This study aimed to examine preterm and small-for-gestational-age (SGA) births among immigrants, by duration of residence, and to compare them with the Canadian-born population.
The design used for this study was the population-based cross-sectional study with retrospective assessment of immigration. The setting was the metropolitan areas of Ontario, Canada.
A total of 83,233 singleton newborns born to immigrant mothers and 314,237 newborns born to non-immigrant mothers participated.
The authors linked a database of immigrants acquiring permanent residence in Ontario, Canada, in the period 1985–2000 with mother–infant hospital records (2002–2007). Duration of residence was measured as completed years from arrival to Canada to delivery/birth. Logistic regression models were used to estimate the effects of duration of residence with adjusted odds ratios and 95% confidence intervals. In analyses restricted to immigrants only, hierarchical models were used to account for the clustering of births into maternal countries of birth. Main outcome measures were reterm birth (PTB) and SGA birth.

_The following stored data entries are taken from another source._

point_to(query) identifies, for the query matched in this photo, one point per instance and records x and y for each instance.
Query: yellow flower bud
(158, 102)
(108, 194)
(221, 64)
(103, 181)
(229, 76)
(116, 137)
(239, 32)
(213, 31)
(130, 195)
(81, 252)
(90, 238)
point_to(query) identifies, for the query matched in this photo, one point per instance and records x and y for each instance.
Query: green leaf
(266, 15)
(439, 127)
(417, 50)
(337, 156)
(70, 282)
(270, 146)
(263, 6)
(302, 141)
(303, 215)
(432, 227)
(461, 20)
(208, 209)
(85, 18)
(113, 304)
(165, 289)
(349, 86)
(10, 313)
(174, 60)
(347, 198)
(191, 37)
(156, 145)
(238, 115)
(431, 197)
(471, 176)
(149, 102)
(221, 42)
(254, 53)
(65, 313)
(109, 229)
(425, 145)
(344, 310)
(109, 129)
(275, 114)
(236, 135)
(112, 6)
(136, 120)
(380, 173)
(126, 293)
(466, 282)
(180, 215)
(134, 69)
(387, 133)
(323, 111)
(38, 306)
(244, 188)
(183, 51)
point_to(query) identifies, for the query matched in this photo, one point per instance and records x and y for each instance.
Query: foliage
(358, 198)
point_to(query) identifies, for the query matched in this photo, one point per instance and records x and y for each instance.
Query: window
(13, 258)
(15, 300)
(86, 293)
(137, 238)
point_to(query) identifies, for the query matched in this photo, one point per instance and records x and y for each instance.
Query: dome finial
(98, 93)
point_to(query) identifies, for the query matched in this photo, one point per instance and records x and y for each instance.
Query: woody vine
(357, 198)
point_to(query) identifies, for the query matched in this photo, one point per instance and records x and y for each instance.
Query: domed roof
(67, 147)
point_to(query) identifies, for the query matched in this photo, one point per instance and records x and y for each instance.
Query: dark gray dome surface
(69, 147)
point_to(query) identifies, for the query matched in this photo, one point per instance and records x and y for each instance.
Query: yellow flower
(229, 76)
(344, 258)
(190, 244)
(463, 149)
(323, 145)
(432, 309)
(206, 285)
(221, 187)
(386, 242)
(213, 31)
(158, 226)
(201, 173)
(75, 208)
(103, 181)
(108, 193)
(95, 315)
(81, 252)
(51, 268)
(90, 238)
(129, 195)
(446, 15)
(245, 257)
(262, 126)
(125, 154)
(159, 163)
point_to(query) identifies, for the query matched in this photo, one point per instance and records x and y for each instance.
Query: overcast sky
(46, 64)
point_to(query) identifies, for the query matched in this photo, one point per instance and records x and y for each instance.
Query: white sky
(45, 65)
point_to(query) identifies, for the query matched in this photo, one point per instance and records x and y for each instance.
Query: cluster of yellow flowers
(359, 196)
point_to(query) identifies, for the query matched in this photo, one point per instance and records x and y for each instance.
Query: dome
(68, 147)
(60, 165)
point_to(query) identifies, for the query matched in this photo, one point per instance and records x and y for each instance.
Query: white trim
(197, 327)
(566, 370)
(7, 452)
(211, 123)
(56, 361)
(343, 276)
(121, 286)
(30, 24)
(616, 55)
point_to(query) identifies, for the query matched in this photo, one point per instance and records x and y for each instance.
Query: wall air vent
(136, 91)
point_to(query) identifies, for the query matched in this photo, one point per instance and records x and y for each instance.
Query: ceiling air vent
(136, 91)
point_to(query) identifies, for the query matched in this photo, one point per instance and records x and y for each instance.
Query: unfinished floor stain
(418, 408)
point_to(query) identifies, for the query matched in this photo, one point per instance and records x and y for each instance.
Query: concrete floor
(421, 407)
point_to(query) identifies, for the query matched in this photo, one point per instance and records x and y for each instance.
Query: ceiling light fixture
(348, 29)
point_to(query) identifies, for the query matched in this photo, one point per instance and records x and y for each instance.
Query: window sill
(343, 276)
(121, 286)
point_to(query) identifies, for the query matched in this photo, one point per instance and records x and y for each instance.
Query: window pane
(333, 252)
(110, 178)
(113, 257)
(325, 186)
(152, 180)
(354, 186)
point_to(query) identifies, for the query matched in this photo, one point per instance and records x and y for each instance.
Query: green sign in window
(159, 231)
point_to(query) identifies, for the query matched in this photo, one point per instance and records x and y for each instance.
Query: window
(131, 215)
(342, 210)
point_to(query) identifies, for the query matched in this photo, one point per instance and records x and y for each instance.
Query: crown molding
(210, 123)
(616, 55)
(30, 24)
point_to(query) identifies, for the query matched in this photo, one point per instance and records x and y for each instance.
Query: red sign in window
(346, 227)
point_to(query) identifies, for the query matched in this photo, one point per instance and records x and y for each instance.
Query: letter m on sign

Recent immigrants (<5 years) had a lower risk of PTB (4.7%) than non-immigrants (6.2%), but those with 15 years of stay were at higher risk (7.4%). Among immigrants, a 5-year increase in Canadian residence was associated with an increase in PTB (AOR 1.14, 95% CI 1.10–1.19), but not in SGA birth (AOR 0.99, 95% CI 0.96–1.02).
Time since migration was associated with increases in the risk of PTB, but was not associated with an increase in SGA births. Ignoring duration of residence may mask important disparities in preterm delivery between immigrants and non-immigrants, and between immigrant subgroups categorised by their duration of residence.